When leaders start out as entrepreneurs, for example—the sole person in charge of a project or business—their capacity to “do it all” can create a belief that they must do it all, and do it well, by yesterday. Add to that a sense of truly caring about their project as their “baby” and it’s hard for them to know where to cut back or let go.

“Understanding what your leadership attributes are, what your inner drive is, allows you to modulate and regulate your passion to achieve what you think you can achieve,” Ed said. “That’s a really nuanced and deeply centered way of being. I learned that holding the vision doesn’t mean I have to schedule out every minute of the day. Overall I’ve allowed myself the space to work in a way that’s vastly better than the work I was doing two years ago. Not that I was working badly; I was working hard.”

True Self Offers Empowerment

Because of his own inner work, Ed is now more conscious of how the people he works with bring all of their past and their views into day-to-day happenings. When people question the way things are done, he hears them out, listening deeply without feeling a need to always give advice. He sees this listening as creating both buy-in and empowerment.

“I now trust that it’s going to work out. I trust my staff, and if there’s a problem, we’ll deal with it, debrief about it, and learn about it for the next time, whereas in the past I was not really capable of that in my leadership. Now it’s going to work out because we’re set up for everyone to be empowered.

“Anybody who engages with us is trying not just to hear the vision or understand the vision; they are trying to make their own stake in the vision.”

By sharing his vision more visibly, by embodying his vision, Ed has inspired more engagement from volunteers, board, and donors.

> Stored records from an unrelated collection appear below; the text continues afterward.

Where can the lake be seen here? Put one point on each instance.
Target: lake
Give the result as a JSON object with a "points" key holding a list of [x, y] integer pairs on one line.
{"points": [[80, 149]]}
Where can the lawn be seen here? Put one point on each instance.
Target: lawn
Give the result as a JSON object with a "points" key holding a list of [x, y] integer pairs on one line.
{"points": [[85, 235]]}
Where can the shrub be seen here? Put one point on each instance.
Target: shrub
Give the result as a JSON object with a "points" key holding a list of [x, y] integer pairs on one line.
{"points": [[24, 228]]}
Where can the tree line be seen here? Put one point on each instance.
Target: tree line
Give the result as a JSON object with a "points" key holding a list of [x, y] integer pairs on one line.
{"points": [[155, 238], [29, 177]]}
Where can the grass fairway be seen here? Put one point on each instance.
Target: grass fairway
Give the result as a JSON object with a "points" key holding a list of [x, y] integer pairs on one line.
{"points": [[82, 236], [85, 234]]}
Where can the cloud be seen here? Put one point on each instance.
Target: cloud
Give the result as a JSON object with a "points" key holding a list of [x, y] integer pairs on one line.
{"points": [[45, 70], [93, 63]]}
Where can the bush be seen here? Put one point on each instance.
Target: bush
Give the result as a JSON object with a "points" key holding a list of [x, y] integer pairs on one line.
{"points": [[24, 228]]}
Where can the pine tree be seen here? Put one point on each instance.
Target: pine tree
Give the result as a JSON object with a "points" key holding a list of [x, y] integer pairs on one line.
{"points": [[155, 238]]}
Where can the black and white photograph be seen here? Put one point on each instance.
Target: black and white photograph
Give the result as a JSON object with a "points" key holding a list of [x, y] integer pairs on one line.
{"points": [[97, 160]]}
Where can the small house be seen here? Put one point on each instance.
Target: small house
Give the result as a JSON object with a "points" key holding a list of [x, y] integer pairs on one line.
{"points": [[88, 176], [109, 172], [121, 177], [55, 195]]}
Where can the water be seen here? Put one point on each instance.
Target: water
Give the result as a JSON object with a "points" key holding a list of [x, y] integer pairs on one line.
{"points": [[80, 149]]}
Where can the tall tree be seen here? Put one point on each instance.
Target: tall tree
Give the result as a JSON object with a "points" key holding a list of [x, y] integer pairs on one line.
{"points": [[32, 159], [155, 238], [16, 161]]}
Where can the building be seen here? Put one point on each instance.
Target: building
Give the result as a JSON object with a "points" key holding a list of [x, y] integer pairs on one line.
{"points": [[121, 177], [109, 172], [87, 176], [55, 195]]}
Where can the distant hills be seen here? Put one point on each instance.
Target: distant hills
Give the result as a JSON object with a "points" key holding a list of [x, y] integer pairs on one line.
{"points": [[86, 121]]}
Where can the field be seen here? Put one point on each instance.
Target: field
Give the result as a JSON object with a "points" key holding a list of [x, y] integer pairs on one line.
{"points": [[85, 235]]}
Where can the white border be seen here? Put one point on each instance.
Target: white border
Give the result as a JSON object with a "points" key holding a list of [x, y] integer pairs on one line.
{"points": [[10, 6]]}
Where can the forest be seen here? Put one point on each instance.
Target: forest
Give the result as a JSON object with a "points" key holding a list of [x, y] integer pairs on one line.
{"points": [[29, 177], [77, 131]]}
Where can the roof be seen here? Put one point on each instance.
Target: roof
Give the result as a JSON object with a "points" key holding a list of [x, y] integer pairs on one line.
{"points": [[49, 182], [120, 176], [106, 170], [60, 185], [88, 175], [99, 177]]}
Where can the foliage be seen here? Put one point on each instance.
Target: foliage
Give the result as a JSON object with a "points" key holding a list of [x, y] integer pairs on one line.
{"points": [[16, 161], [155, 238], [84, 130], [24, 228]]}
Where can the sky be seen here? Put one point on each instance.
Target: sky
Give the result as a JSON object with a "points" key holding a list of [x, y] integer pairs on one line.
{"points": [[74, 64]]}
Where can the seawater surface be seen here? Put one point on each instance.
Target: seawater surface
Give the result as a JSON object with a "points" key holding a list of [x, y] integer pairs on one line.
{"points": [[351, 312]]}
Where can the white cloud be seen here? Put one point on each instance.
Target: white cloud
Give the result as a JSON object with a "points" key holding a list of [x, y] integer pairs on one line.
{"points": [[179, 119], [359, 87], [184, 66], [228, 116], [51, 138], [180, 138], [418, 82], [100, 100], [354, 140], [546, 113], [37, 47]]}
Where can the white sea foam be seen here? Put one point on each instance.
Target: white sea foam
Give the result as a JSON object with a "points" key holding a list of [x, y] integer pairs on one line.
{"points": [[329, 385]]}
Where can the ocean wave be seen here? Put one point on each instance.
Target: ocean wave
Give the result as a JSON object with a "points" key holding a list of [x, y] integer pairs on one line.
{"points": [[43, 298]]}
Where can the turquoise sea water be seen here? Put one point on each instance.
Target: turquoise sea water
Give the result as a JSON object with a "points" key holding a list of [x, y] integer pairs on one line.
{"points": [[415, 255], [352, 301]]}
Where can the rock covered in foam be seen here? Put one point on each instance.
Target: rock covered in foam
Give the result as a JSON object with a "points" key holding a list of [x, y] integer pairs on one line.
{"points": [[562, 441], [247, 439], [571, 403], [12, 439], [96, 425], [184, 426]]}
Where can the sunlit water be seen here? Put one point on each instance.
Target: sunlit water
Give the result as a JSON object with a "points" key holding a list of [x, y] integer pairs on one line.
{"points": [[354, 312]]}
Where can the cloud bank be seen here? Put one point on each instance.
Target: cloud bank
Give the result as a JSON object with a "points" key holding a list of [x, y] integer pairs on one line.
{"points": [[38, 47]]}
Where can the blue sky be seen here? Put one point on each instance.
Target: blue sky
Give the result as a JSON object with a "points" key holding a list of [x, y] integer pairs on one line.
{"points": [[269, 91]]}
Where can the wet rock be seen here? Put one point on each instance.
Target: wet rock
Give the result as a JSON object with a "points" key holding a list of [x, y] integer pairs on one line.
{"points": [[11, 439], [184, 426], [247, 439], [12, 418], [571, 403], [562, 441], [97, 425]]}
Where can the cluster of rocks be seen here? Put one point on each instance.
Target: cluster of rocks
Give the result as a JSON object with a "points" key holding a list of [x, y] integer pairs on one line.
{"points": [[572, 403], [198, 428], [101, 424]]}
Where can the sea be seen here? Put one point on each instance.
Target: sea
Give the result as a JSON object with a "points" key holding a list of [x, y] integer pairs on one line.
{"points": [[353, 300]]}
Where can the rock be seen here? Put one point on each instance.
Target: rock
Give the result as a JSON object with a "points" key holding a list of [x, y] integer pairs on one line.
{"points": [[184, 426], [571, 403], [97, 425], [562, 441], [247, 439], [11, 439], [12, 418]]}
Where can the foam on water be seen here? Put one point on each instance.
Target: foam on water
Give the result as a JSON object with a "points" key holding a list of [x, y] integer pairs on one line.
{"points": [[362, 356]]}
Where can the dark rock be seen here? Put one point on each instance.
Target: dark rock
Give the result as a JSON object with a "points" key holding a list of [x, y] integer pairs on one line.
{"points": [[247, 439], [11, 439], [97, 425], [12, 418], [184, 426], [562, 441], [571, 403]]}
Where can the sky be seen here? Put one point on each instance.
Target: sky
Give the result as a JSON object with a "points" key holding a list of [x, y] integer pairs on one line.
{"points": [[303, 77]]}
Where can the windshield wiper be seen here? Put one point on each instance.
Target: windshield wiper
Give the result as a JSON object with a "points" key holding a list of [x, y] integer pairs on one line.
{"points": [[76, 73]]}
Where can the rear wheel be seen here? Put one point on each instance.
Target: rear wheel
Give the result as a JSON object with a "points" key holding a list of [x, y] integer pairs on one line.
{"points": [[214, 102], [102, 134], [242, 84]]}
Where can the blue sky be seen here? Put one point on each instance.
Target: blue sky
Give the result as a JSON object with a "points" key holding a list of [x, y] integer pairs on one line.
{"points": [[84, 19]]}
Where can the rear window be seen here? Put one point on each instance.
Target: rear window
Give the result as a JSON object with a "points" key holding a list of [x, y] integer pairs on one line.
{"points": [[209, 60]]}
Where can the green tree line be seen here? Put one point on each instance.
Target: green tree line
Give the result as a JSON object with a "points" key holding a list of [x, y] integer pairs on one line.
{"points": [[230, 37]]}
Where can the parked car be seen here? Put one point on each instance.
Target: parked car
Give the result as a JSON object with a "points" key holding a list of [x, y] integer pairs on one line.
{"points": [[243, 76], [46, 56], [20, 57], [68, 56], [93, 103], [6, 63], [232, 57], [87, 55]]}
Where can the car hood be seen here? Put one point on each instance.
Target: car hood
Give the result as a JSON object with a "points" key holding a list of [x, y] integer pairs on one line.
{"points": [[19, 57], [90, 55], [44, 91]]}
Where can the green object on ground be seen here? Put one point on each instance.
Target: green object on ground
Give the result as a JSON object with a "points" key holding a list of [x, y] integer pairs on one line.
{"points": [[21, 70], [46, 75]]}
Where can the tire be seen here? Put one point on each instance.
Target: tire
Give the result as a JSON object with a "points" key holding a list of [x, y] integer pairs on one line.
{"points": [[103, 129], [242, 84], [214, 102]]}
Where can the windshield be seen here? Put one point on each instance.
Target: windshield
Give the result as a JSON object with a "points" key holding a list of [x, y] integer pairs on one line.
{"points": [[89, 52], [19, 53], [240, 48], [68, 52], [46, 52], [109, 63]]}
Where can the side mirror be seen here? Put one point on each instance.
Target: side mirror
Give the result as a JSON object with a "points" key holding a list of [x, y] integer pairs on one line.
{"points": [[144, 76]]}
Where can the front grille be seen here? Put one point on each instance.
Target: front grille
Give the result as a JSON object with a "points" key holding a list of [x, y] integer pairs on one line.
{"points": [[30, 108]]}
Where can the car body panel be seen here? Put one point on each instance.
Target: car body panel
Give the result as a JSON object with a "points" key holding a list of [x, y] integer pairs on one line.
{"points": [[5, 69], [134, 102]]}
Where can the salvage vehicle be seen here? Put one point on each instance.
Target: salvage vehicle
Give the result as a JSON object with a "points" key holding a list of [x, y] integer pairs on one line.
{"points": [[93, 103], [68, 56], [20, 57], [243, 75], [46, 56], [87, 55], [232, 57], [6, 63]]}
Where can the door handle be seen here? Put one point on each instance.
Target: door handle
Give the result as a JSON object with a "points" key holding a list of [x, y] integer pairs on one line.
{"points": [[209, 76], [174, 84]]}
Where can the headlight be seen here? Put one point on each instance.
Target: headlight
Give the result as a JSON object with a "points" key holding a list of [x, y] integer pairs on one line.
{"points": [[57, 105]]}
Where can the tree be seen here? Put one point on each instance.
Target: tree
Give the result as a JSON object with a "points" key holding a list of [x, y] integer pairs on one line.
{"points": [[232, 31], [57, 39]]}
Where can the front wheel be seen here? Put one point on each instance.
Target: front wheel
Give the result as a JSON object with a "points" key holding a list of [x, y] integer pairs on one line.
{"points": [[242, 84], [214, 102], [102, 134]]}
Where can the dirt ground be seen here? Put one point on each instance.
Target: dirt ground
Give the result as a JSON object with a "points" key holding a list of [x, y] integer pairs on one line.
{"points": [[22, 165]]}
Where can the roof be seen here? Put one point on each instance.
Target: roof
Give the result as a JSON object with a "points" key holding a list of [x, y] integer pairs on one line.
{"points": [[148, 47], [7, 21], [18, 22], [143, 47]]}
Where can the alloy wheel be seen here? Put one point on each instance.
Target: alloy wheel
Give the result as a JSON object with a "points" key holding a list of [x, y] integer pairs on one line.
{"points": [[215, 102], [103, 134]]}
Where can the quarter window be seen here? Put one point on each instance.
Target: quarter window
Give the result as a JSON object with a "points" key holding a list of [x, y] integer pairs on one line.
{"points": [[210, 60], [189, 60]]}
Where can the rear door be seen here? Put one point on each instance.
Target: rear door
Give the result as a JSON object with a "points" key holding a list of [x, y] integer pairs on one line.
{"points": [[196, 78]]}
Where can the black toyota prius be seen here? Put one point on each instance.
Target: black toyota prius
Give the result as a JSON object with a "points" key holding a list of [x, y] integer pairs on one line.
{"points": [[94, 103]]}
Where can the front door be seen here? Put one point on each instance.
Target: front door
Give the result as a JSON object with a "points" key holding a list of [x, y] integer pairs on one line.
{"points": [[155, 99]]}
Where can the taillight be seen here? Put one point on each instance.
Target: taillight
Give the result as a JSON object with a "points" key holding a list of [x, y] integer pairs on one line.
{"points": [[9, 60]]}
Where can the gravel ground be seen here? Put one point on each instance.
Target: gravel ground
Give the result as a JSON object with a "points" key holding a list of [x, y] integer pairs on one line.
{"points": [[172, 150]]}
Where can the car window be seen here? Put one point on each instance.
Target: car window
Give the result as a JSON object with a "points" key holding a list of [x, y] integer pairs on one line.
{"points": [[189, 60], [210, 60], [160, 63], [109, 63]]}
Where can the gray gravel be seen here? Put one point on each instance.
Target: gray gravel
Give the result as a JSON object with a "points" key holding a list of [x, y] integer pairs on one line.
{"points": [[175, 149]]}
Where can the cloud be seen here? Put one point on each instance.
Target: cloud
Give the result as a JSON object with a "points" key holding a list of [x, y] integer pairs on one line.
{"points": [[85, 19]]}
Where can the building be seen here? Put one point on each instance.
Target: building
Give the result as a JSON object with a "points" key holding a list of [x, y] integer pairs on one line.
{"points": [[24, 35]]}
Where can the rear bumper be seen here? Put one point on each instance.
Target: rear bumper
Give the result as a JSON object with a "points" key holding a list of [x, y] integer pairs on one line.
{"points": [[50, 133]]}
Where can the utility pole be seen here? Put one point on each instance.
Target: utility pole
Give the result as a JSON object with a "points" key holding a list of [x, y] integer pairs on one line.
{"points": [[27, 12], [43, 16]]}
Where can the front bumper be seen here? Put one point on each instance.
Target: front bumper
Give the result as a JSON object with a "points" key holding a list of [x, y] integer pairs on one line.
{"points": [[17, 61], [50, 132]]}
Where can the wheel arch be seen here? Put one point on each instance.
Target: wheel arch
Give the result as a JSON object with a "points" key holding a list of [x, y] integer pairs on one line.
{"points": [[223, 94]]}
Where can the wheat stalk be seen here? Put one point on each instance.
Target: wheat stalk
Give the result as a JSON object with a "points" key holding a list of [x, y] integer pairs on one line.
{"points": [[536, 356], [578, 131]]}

As a result, the organization is having an impact in the community.

Within six months of completing the Courage to Lead series, Ed led a successful capital campaign to raise money to buy the building the organization had been renting. He continues to make time for “clearing his head space” to think of new projects, which are as much about his internal passion for social justice and self-determination as about his external goals for bicycling safety and advocacy.

I had a chance to talk to a woman who has worked with Ed for seven years, his education director, Christine Bourgeois. She has witnessed his transformation from the bicyclist with a big idea to the exhausted start-up entrepreneur to the self-assured executive director. When I asked if she knew about his grand-father’s toolshed back in Mississippi, she replied, “Ed is a good friend, but I don’t know everything about him.”

When we reconnect who we are with what we do, it doesn’t mean that people around us need to know our whole story. The result of our inner work simply shows up in the courage to lead. Inner work becomes visible in the way we bring ourselves to our outer work, the ways we demonstrate caring for the larger community. Integrity shows.

By choosing integrity, I become more whole, but wholeness does not mean perfection. It means becoming more real by acknowledging the whole of who I am.

—Parker J. Palmer

Trust Your Wholeness

If you don’t relate to the idea of true self right now, that’s all right. You don’t have to believe in the soul, per se. Start with the idea that in leadership it helps to recognize and access your inner resources. Self-awareness starts with understanding that self is more than your outer image, your job title, your identity in relation to others (mother, father, sister, brother, friend, spouse, colleague). True self is fundamentally good, even with its shadows, because it is already whole. True self is your hidden wholeness—it’s not always in plain sight but it’s there.

Beyond a surface understanding of self is the true self, where you can access your reliable, trustworthy inner guidance. By learning to trust in true self, you grow in self-awareness and create space for others to do so as well.